Les technologies comme la numérisation ont d’ores et déjà profondément modifié le monde du travail, et ce développement devrait encore se renforcer à l’avenir. Dans ces conditions, est-il pertinent que la discussion sur la réforme gravite principalement autour de l’évolution démographique et fasse quasiment abstraction des développements du monde du travail? Après tout, la prévoyance professionnelle est financée par les cotisations salariales.

C’est pourquoi cette table ronde sur la réforme LPP se penche sur les priorités et les pondérations. La table ronde accueille deux éminents spécialistes en matière de prévoyance – Veronica Weisser, responsable du département Retirement & Pension Solutions d’UBS, et Jérôme Cosandey, directeur romand du think tank Avenir Suisse.

Les technologies disruptives comme la numérisation menacent-elles notre marché du travail?

Jérôme Cosandey: Les deux derniers siècles de notre histoire sont l’exemple même d’une mutation technologique continue. À chaque nouvelle transition partielle, on prédisait la fin du monde sans qu’elle n’intervienne au final. Par conséquent, je suis convaincu que nous n’allons pas connaître de «robocalypse».

Veronica Weisser: Jusqu’ici, en fin de compte, chaque transition technologique a engendré plus de travail pour les hommes et, par conséquent, une prospérité accrue. L’histoire nous démontre que les craintes face au changement sont généralement plus fortes que ses conséquences réelles. Cependant, il est tout à fait compréhensible que les personnes concernées craignent pour leurs moyens de subsistance au moment du changement.

La transition technologique fera-t-elle disparaître des métiers?

Jérôme Cosandey: La liste des métiers disparus les 200 dernières années est longue et augmente chaque jour. En revanche, d’innombrables nouveaux métiers ont également vu le jour. Chaque transition fait disparaître des métiers et en crée d’autres. Il en sera de même à l’avenir. La numérisation entraînera une forte mutation du monde du travail et verra l’apparition de nouveaux métiers dont nous n’avons même pas idée aujourd’hui. Qui aurait ainsi cru, il y a dix ans, que la gestion des réseaux sociaux deviendrait un métier important et intéressant?


La prévoyance professionnelle doit s’orienter sur le marché du travail.
Veronica Weisser

La prévoyance professionnelle doit-elle s’orienter sur la démographie ou sur le marché du travail?

Veronica Weisser: Il ne fait aucun doute que la prévoyance professionnelle doit s’orienter sur le marché du travail. Elle ne peut pas exclusivement relever de considérations démographiques. La démographie constitue le défi et le marché du travail la solution pour la LPP.
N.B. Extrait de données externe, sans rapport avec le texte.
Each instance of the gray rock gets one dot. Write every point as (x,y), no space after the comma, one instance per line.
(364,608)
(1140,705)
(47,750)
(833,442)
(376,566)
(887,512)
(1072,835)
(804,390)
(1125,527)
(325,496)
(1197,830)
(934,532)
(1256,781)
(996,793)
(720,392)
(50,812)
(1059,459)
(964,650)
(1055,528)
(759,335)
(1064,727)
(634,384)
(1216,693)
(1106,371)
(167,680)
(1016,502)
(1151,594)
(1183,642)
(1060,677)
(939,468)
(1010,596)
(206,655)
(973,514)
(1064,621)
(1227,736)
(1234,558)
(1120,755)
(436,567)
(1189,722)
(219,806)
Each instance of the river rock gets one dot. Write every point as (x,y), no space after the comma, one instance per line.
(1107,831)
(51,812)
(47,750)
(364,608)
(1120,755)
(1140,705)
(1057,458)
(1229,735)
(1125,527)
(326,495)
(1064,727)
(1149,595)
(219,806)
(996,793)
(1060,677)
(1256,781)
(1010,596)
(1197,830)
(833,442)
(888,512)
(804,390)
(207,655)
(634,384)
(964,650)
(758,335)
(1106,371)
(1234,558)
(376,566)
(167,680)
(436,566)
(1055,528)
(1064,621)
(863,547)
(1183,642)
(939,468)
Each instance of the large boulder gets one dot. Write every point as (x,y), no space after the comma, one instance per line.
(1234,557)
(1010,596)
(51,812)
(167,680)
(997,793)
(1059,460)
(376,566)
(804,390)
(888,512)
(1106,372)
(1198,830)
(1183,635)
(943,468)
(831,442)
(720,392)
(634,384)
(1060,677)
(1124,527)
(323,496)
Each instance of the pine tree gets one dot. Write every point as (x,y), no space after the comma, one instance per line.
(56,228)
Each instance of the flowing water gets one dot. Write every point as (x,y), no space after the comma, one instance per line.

Pourquoi le débat sur la réforme se concentre-t-il si fortement sur l’évolution démographique?

Jérôme Cosandey: Parce que les données démographiques peuvent être calculées et évoluent de façon régulière, à la vitesse d’un glacier. Pour ce qui est de la technologie, la seule certitude que nous avons est que la prochaine transition interviendra, mais nous n’en connaissons ni le moment, ni le déroulement, ni les conséquences concrètes. Il est donc logique que les législateurs se concentrent sur ce qui est relativement prévisible.
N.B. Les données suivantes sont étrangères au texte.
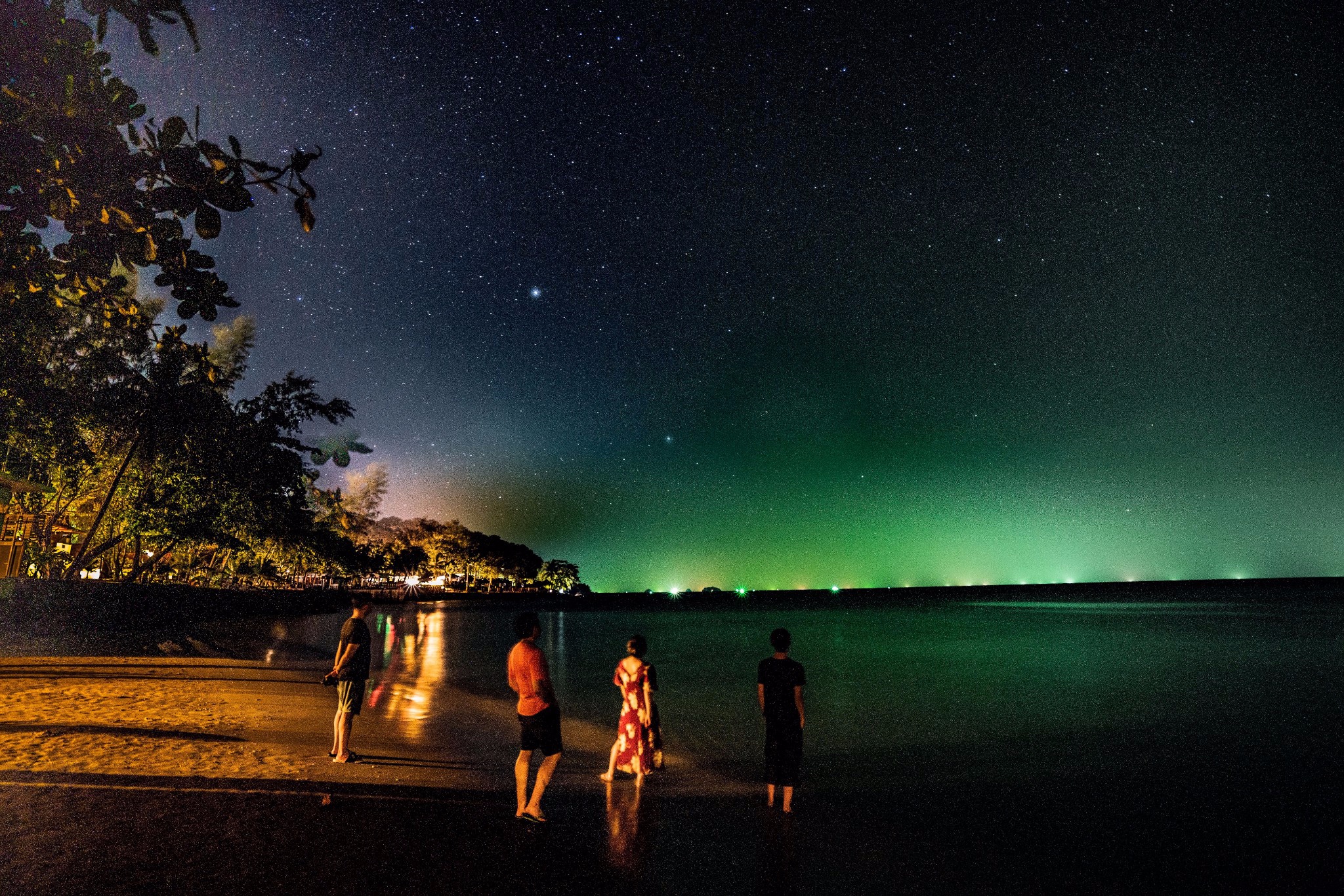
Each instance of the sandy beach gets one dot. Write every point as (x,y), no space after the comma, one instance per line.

Comment travaillerons-nous dans dix ans?

Dans trois scénarios, un économiste, le principal représentant des employés suisses et un futurologue exposent leur propre vision de l’évolution de la Suisse d’ici à 2030.
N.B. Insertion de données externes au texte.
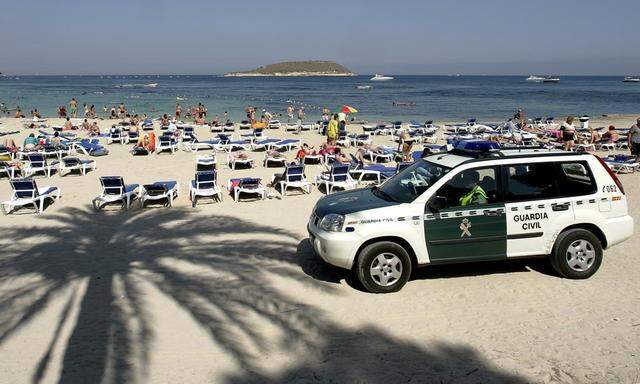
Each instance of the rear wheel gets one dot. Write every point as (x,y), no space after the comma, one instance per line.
(577,254)
(383,267)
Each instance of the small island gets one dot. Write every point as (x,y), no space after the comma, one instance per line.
(297,68)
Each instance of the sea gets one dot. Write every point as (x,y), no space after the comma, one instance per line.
(420,98)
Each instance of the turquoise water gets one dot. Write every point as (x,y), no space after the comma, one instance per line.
(435,97)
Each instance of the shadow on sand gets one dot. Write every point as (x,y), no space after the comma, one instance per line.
(218,270)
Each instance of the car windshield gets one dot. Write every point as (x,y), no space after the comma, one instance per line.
(407,185)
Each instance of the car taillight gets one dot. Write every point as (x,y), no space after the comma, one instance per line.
(611,173)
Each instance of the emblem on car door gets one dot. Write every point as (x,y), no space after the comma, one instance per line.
(465,228)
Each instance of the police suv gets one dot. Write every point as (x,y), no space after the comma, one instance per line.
(475,203)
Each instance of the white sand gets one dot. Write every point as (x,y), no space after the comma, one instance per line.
(231,292)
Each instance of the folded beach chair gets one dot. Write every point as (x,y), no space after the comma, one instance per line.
(115,190)
(263,144)
(205,184)
(287,144)
(293,177)
(36,163)
(89,147)
(206,163)
(70,164)
(338,176)
(166,143)
(115,136)
(26,192)
(274,124)
(246,185)
(271,159)
(196,145)
(160,191)
(131,137)
(233,161)
(383,155)
(621,163)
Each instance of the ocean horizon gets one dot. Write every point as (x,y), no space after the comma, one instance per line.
(425,97)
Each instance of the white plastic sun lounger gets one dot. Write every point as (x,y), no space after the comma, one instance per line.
(71,164)
(115,190)
(159,191)
(26,192)
(205,184)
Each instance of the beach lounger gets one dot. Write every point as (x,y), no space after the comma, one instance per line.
(37,163)
(70,164)
(89,147)
(293,177)
(206,163)
(196,145)
(337,176)
(166,143)
(263,144)
(287,144)
(26,192)
(247,185)
(205,184)
(131,137)
(270,159)
(234,161)
(115,190)
(160,191)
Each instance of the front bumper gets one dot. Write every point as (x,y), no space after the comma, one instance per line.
(336,248)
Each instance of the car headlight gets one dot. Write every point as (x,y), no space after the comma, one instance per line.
(332,222)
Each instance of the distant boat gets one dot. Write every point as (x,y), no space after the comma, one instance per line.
(543,79)
(379,77)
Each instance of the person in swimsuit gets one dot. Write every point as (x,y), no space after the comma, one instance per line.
(568,133)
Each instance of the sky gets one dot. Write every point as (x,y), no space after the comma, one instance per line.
(494,37)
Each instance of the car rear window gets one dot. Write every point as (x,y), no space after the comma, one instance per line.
(539,181)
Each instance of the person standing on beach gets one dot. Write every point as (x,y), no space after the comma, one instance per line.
(73,107)
(333,130)
(634,139)
(568,133)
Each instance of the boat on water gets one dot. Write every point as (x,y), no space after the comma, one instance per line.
(543,79)
(379,77)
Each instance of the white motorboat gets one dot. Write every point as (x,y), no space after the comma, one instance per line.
(379,77)
(543,79)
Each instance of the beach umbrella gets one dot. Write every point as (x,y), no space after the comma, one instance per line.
(348,109)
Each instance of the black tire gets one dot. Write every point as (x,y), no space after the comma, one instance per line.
(561,257)
(368,258)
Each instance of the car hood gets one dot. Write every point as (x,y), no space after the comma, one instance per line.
(347,202)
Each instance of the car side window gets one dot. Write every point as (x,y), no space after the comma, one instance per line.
(533,181)
(575,179)
(471,187)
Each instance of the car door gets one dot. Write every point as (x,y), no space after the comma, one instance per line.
(539,203)
(456,230)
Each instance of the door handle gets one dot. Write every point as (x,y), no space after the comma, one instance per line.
(560,207)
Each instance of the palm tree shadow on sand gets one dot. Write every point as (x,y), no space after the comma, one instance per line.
(217,269)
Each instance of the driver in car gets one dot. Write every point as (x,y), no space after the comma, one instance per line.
(476,194)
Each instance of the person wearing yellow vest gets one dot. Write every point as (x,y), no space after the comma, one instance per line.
(476,195)
(332,130)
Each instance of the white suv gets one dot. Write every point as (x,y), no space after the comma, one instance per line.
(466,206)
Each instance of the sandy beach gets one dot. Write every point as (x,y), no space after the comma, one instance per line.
(232,293)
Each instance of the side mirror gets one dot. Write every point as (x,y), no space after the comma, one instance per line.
(437,203)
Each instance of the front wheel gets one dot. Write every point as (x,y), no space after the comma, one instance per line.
(383,267)
(577,254)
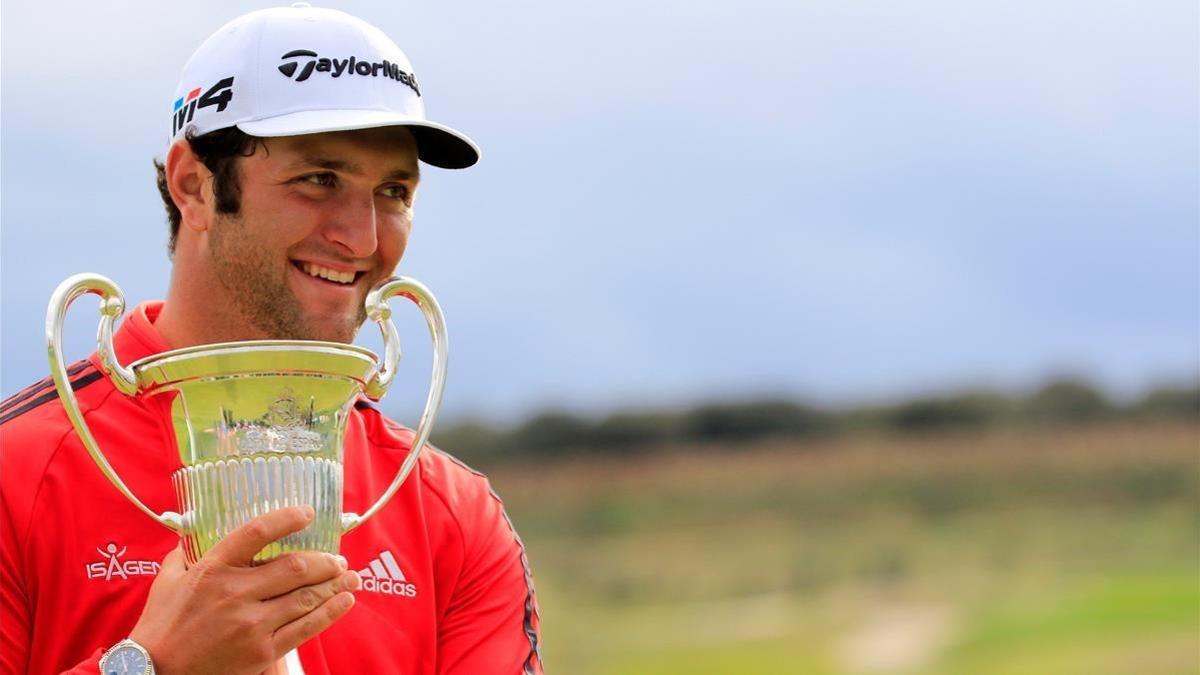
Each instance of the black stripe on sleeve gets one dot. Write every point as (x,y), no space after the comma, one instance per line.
(76,384)
(28,392)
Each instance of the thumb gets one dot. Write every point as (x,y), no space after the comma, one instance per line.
(174,565)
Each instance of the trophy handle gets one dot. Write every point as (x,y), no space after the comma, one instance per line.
(379,311)
(112,306)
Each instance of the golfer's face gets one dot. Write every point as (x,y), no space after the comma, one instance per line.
(323,219)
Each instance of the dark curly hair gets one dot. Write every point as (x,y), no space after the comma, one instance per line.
(220,151)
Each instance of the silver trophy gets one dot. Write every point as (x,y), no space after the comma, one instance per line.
(259,424)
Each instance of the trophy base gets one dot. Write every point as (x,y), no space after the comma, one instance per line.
(216,497)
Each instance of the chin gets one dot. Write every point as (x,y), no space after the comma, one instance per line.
(334,329)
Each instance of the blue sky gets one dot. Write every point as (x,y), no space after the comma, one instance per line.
(695,201)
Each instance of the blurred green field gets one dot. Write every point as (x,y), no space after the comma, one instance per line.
(1056,551)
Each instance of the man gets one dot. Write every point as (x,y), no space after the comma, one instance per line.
(289,181)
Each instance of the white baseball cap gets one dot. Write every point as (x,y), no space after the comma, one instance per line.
(288,71)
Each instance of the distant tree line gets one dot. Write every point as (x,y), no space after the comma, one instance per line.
(1059,404)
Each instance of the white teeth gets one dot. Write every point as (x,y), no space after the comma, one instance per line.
(329,274)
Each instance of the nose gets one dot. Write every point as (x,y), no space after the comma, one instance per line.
(352,226)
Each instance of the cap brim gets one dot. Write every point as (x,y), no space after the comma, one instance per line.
(436,144)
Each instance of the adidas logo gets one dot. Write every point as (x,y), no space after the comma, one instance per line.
(383,575)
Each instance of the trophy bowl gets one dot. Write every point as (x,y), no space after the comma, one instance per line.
(258,424)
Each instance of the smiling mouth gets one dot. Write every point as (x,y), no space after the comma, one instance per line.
(329,275)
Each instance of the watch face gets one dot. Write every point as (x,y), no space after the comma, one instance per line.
(126,661)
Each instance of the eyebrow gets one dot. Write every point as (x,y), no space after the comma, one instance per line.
(351,167)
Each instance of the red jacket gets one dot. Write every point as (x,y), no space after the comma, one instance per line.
(450,590)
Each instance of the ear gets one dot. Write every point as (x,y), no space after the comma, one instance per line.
(190,185)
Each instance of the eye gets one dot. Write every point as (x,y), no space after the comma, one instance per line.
(395,191)
(324,179)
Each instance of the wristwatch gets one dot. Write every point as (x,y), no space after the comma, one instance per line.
(126,658)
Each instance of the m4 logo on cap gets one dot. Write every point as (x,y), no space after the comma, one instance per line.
(219,95)
(336,67)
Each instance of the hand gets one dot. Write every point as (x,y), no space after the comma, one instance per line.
(227,616)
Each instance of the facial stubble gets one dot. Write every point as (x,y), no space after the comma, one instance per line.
(258,290)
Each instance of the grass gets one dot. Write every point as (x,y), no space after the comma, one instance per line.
(1037,551)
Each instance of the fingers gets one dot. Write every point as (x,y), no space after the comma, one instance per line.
(291,635)
(294,571)
(291,607)
(240,547)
Est-il judicieux qu’une réforme se fonde principalement sur le prévisible?

Veronica Weisser: La réforme de la LPP est effectivement motivée par la démographie. D’ici à 2050, nous prévoyons que la population active se monte à environ 50% seulement. Une moitié de la population devra ainsi financer l’autre par son travail. Il est donc nécessaire que le système devienne plus performant afin de pouvoir financer beaucoup plus de personnes. La question qui se pose est donc celle du financement – et la réponse dépend de l’évolution du marché du travail.

Jérôme Cosandey: La nouvelle LPP n’est pas seulement censée résoudre les problèmes actuels, elle doit impérativement s’orienter sur les développements futurs du marché du travail. Et puisqu’il est impossible de les prévoir dans les détails, nous devons avant tout faire preuve de flexibilité. Il s’agit de concevoir la prévoyance professionnelle de manière si flexible qu’elle puisse encore être adaptée à l’évolution de la situation dans vingt ans, sans nécessiter de révision totale. Mais le plus important est la croissance: nous devons croître et gagner plus de francs par habitant afin de pouvoir financer nos institutions sociales à l’avenir.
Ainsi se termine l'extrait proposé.